Rihards Kuksiks (born 17 July 1988) is a Latvian professional basketball player who last played for Pieno žvaigždės Pasvalys of the Lithuanian Basketball League (LKL). He is also a member of the senior Latvia national basketball team.

== College career ==

=== 2007–08 season ===
In his freshman year, Kuksiks appeared in 27 games, and he averaged 5.4 points and 1.8 rebounds per game. He had double-digit scoring in six of the final 12 games of the season, including 15 points in a win at Washington, and 12 points in a big home win vs USC. He hit 21 three-pointers in the final nine games against Pac-10 teams. He also had 15 points, on 6-of-12 field goals, and had 3 three-pointers in a win over seventh-ranked Stanford, on Feb. 14.

=== 2008–09 season ===
In his sophomore year, Kuksiks established himself as a solid third option behind NBA draft picks James Harden and Jeff Pendergraph, by averaging 10.3 points in 33.1 minutes per game. That year ASU played in the NCAA Tournament.

=== 2009–10 season ===
After Harden and Pendergraph left for the NBA, Kuksiks' role in the team increased, and he finished the season leading the team in scoring, with an average of 12.1 points per game. In his junior year, Kuksiks had six 20-point games.

=== 2010–11 season ===
In his senior season, Kuksiks averaged 10.4 points per game. He finished his college basketball career at Arizona State, with 280 career three-pointers made, and he became the 34th member of ASU's 1,000-points scored club, as he finished his college career with 1,175 points.

== Professional career ==
After graduating from Arizona State, Kuksiks returned to Europe, and signed a pro contract with Valencia Basket, one of the top teams in the Spanish ACB League, which is often regarded as the best national domestic league in Europe. In October 2012, he returned to the Liga ACB, and joined Lagun Aro GBC. In the middle of the season, Kuksiks moved to the Ukrainian club BC Budivelnyk, which he helped to win the Ukrainian Super League domestic championship.

In the following season, Kuksiks returned to Latvia, where he played with VEF Rīga. In November 2014, he returned to playing on the basketball courts, after recovering from an injury, and he joined BK Jēkabpils. On January 16, 2015, he signed with Avtodor Saratov. On February 18, 2015, he left Avtodor.
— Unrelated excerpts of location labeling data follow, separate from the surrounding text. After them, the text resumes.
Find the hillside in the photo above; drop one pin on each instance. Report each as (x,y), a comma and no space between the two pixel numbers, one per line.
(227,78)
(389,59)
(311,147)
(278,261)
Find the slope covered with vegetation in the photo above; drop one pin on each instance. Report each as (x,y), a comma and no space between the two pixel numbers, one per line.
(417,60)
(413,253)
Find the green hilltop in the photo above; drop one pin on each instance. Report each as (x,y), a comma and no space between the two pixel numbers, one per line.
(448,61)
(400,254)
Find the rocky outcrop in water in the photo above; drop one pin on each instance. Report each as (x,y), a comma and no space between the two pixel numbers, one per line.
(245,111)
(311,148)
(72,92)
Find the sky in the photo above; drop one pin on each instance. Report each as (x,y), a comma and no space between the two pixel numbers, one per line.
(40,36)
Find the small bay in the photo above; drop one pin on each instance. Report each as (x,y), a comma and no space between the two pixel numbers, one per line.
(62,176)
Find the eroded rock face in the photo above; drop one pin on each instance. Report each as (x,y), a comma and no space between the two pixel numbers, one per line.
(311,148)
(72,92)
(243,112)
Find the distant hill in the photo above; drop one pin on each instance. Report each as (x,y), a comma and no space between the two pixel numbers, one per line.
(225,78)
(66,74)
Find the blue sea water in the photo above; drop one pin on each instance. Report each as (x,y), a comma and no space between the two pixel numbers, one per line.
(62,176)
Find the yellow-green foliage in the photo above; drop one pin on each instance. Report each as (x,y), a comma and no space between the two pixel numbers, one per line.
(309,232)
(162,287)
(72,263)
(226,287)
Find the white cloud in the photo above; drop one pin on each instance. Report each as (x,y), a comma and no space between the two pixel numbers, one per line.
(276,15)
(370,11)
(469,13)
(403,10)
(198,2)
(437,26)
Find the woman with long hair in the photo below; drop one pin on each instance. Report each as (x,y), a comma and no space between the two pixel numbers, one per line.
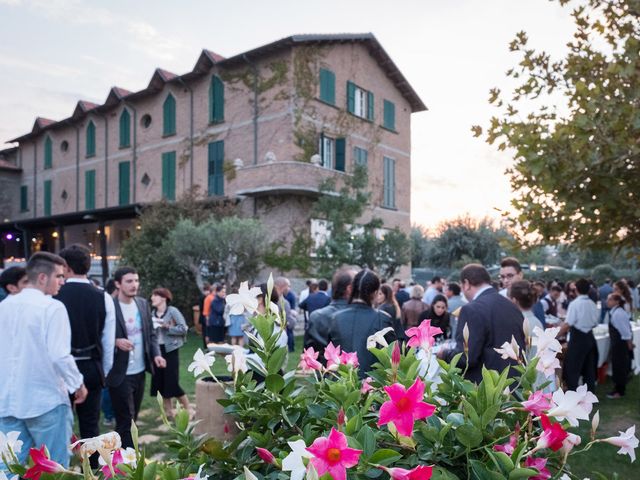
(352,326)
(171,330)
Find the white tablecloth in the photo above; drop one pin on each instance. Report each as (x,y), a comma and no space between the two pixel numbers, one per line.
(604,344)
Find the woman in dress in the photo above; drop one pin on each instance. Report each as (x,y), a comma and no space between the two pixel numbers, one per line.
(171,330)
(438,313)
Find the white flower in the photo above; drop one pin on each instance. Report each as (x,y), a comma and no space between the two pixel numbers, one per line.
(567,405)
(546,339)
(509,350)
(627,441)
(245,299)
(293,462)
(237,360)
(378,338)
(547,363)
(10,443)
(201,363)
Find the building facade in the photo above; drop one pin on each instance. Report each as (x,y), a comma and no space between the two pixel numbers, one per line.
(265,126)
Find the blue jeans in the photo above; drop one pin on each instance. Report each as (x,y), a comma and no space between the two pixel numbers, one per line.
(52,429)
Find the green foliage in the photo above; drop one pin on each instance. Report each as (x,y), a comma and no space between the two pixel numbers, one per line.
(576,152)
(159,266)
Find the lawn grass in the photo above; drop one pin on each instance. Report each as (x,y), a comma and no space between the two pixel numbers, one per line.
(615,416)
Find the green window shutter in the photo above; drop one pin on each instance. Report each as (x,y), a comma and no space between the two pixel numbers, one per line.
(91,139)
(24,198)
(216,100)
(327,86)
(389,117)
(216,168)
(169,175)
(47,198)
(125,129)
(351,97)
(124,172)
(370,106)
(48,152)
(169,116)
(340,154)
(90,189)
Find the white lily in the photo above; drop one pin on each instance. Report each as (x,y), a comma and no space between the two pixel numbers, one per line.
(293,462)
(627,441)
(546,339)
(237,360)
(9,443)
(201,363)
(245,299)
(378,338)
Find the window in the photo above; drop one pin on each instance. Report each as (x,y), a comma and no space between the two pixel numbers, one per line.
(389,182)
(389,115)
(169,175)
(359,101)
(123,183)
(24,198)
(216,100)
(90,189)
(91,139)
(332,152)
(360,156)
(169,116)
(48,152)
(216,168)
(125,129)
(327,86)
(47,198)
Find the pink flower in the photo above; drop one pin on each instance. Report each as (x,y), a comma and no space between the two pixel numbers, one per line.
(421,472)
(266,456)
(405,407)
(538,403)
(510,446)
(347,358)
(309,360)
(332,356)
(333,455)
(422,335)
(115,461)
(553,435)
(42,464)
(540,465)
(366,385)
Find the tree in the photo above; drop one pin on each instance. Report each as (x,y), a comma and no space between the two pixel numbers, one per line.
(464,239)
(573,125)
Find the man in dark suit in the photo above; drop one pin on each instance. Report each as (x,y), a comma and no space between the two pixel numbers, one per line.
(137,351)
(491,319)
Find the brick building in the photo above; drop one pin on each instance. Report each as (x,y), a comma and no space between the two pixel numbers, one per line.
(265,126)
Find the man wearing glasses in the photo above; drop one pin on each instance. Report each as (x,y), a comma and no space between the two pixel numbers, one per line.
(510,271)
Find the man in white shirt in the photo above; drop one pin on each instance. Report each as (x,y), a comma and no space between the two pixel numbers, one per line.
(582,351)
(37,370)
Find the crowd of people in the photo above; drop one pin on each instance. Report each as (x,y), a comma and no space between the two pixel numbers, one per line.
(80,347)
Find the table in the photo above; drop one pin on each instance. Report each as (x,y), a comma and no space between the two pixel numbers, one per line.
(604,345)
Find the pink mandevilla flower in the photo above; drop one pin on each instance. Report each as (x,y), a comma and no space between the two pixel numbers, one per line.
(332,455)
(404,407)
(309,360)
(423,335)
(42,464)
(332,356)
(421,472)
(540,465)
(538,403)
(349,358)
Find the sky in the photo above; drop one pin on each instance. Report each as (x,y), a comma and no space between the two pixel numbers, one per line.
(56,52)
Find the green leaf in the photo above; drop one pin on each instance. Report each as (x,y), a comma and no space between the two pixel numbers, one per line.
(469,435)
(274,382)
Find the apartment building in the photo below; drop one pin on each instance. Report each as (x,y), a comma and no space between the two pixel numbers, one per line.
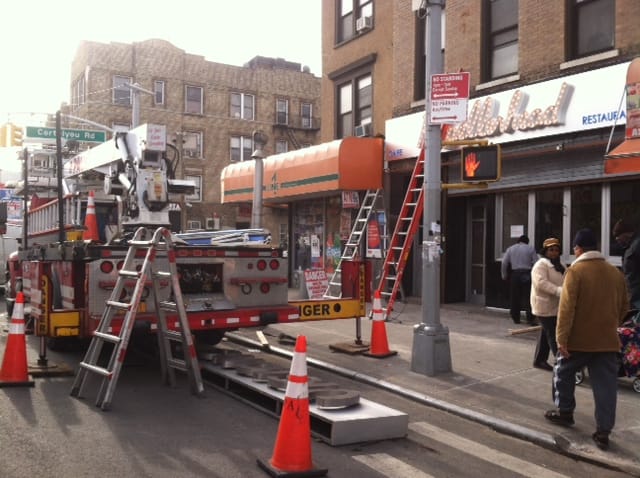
(211,111)
(547,83)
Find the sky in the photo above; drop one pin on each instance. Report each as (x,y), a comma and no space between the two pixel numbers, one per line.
(39,39)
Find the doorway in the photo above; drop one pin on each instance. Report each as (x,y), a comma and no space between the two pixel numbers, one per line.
(476,251)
He then signed with the Russian club BC Nizhny Novgorod, where he made his debut in Europe's premiere basketball league, the EuroLeague. Nizhny Novgorod finished its season in the VTB United League season, after being eliminated by CSKA Moscow, with a 3–0 sweep in the league's playoff semifinal series. On June 18, 2015, he parted ways with Nizhny.

On August 23, 2015, he signed with the Romanian team BCM U Pitești. On November 6, 2015, he left Pitești and signed with the Italian club Pallacanestro Varese, for the rest of the season. On September 24, 2016, he signed with the Latvian club BK Ventspils.

On January 4, 2017, he moved to the French club Hermine Nantes Basket, for the rest of the season. On October 19, 2017, he signed with the Lithuanian club BC Nevėžis. On November 28, 2017, he returned to Italy and signed a one-month deal with VL Pesaro, a team competing in the highest-tier level of the Italian league pyramid, the LBA. On December 20, 2017, he re-signed with Pesaro for one more month.

== National team career ==
Kuksiks was a member of the Latvian Under-16, Under-18 and Under-20 junior national teams. He has also been a member of the senior Latvian national basketball team.

In 2010, he was the leading scorer of the senior Latvian national team, averaging 13.3 points, to go along with 3.4 rebounds per game, in eight games played. In his best game against Israel, on August 8, he made seven three-pointers, which is the all-time Latvian national team record in official games. The previous record was six three-pointers made in one game, held by four different players (Martiņš Laksa, Sandis Valters, Uvis Helmanis and Ainars Bagatskis).

At the EuroBasket 2011, he was also the team's leading scorer, averaging 16 points a game. In the summer of 2012, he helped Latvia to qualify for the EuroBasket 2013, scoring 12.1 points per game.